In 2021, the Colorado General Assembly enacted SB 21-116, a law that generally prohibits Colorado public schools from having Native American “mascots”. To name and shame schools that bore sports team names like “Indians” or “Warriors,” the law delegated authority to the Colorado Indian Affairs Commission to bring those schools into compliance.
We represented the Native Americans who tried to stop the law from coming into effect. But unfortunately, the court dismissed our clients’ case, finding that our clients were not directly harmed by the law, even though it sought to eliminate American Indian names and images in Colorado schools. Now, without legal recourse, it will be up to the citizens of Colorado to demand change from the state legislature.

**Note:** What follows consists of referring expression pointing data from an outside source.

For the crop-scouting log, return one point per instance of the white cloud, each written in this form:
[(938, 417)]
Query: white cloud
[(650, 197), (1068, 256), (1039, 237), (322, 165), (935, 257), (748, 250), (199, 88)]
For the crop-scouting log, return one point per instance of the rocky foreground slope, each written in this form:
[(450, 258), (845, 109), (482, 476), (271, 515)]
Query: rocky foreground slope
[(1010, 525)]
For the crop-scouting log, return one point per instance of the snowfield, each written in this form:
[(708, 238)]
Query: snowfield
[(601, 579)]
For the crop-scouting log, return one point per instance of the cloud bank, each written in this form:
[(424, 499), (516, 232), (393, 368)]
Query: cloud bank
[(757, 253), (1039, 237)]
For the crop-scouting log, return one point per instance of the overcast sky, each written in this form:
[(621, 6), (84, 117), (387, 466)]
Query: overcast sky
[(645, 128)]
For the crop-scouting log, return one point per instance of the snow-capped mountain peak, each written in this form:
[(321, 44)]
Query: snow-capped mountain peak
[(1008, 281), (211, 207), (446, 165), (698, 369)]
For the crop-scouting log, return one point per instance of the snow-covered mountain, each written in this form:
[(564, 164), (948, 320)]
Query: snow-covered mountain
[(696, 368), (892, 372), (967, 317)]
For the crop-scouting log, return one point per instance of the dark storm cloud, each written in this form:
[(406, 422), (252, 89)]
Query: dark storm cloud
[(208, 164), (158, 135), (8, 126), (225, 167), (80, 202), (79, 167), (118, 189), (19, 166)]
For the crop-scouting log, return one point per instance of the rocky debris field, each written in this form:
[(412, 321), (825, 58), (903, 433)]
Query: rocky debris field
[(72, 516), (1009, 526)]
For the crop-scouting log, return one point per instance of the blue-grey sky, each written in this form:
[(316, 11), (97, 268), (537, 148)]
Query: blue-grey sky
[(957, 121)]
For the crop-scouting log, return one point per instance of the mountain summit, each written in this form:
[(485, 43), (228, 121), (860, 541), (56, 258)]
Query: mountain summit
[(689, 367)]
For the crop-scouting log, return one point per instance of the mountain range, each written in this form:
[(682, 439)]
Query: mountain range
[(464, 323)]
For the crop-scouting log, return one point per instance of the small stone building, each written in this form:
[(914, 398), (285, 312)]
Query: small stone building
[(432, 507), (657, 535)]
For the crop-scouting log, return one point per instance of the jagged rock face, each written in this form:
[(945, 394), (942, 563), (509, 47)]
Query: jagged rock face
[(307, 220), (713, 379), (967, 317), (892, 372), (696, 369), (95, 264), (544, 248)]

Originally, the law might have seemed quite simple. But that was not the case. Most notably, the Legislature’s definition of “mascot” is extremely broad and includes not only sports team nicknames, but also names on logos and pictures on school letterhead. This means schools have had to hide or destroy old yearbooks, sports team shirts and trophies. Some schools, like Campo School District, even destroyed their historic school murals of Native American warriors.
Nor can the law be read literally. At first glance, it covers schools that are named after Native American tribes, traditions, or individuals. For example, Ouray High School, whose sports team name is the Trojans, is technically not in compliance with the law because it is named after Chief Ouray of the Ute tribe.
But Colorado knows it could never force schools like Ouray, Cheyenne Mountain, Cherokee Trail, Pagosa Springs, Pawnee and Arickeree to change all of their school names. So what did they do? They invented a geographical exception and inserted it into the application of the law, to save the Colorado legislature from its errors.
The law also has the strange effect of disfavoring schools that would honor American Indians. For example, during our litigation, we took the testimony of the director of the Colorado Commission on Indian Affairs, Kathryn Redhorse. Ms Redhorse acknowledged that a school named after Chief Sitting Bull would not be able to use a historically accurate and respectful image of its namesake on its letterhead. And surprisingly, even the name “Sitting Bull” could never appear on the logo of such a school. Of course, it’s ironic that no such restrictions exist for Custer High School, named after General George Custer.
In addition, Colorado has also expanded the scope of the law in other places. For example, he issued guidelines prohibiting schools from using words that were even “associated” with American Indians. The Yuma School District, for example, wanted to drop its “Indians” mascot and become the Yuma “tribe.”
But this was too closely associated with American Indians, even though the word “tribe” is used in unrelated contexts (such as the twelve tribes of Israel). So, faced with the rejection, Yuma decided to forgo using a mascot for the time being.
Similarly, Lamar High School wanted to remain the Lamar Savages (or, alternatively, the Lamar Savage Thunder) but remove all Native American references and imagery. But no luck. The CCIA said the word “savage” was deemed too offensive in any context, and Lamar narrowly avoided a massive financial penalty at the last minute. That would have been $25,000 a month, by law.
Recently, the commission even voted to add 10 more schools to its list, all of which have a “Thunderbird” mascot. The Thunderbird is a mythological creature that has been historically, but not exclusively, associated with American Indians. These schools are therefore now on the list to change their mascots.
A CCIA commissioner even expressed distaste for schools with feathers in their logos, as feathers might be associated with American Indians. Of course, feathers are also associated with… birds. But the sad truth is that schools can be sure that enforcement of the mascot ban will continue indefinitely and there will be surprises along the way.
The schools, for their part, agree. After all, they get their money from the state of Colorado and generally want to avoid biting the hand that feeds them. And in dismissing our case, the judge noted that the primary harm is to the schools, not our customers.
But that’s not entirely accurate.
Because the next time a school is considering naming itself after a Native American individual, tradition, or tribe, they’ll just avoid the legal headaches and name it after something that couldn’t get them in trouble. . On the one hand, if a school is named after a white person, that’s clear. But if he is named after an American Indian, he could be in legal trouble. This is exactly what worries our American Indian customers.
There’s been a lot of talk lately about “cancel culture”. Here, culture has been literally canceled. And our Native American customers have been told that representations of their heritage are now illegal. But it turns out that the doors of the courthouse are closed to them. Now the only solution is with the citizens of Colorado and its legislature.
William Trachman is the General Counsel for the Mountain States Legal Foundation and a former Deputy Assistant Secretary for Civil Rights at the United States Department of Education. Erin Erhardt is an attorney at the Mountain States Legal Foundation.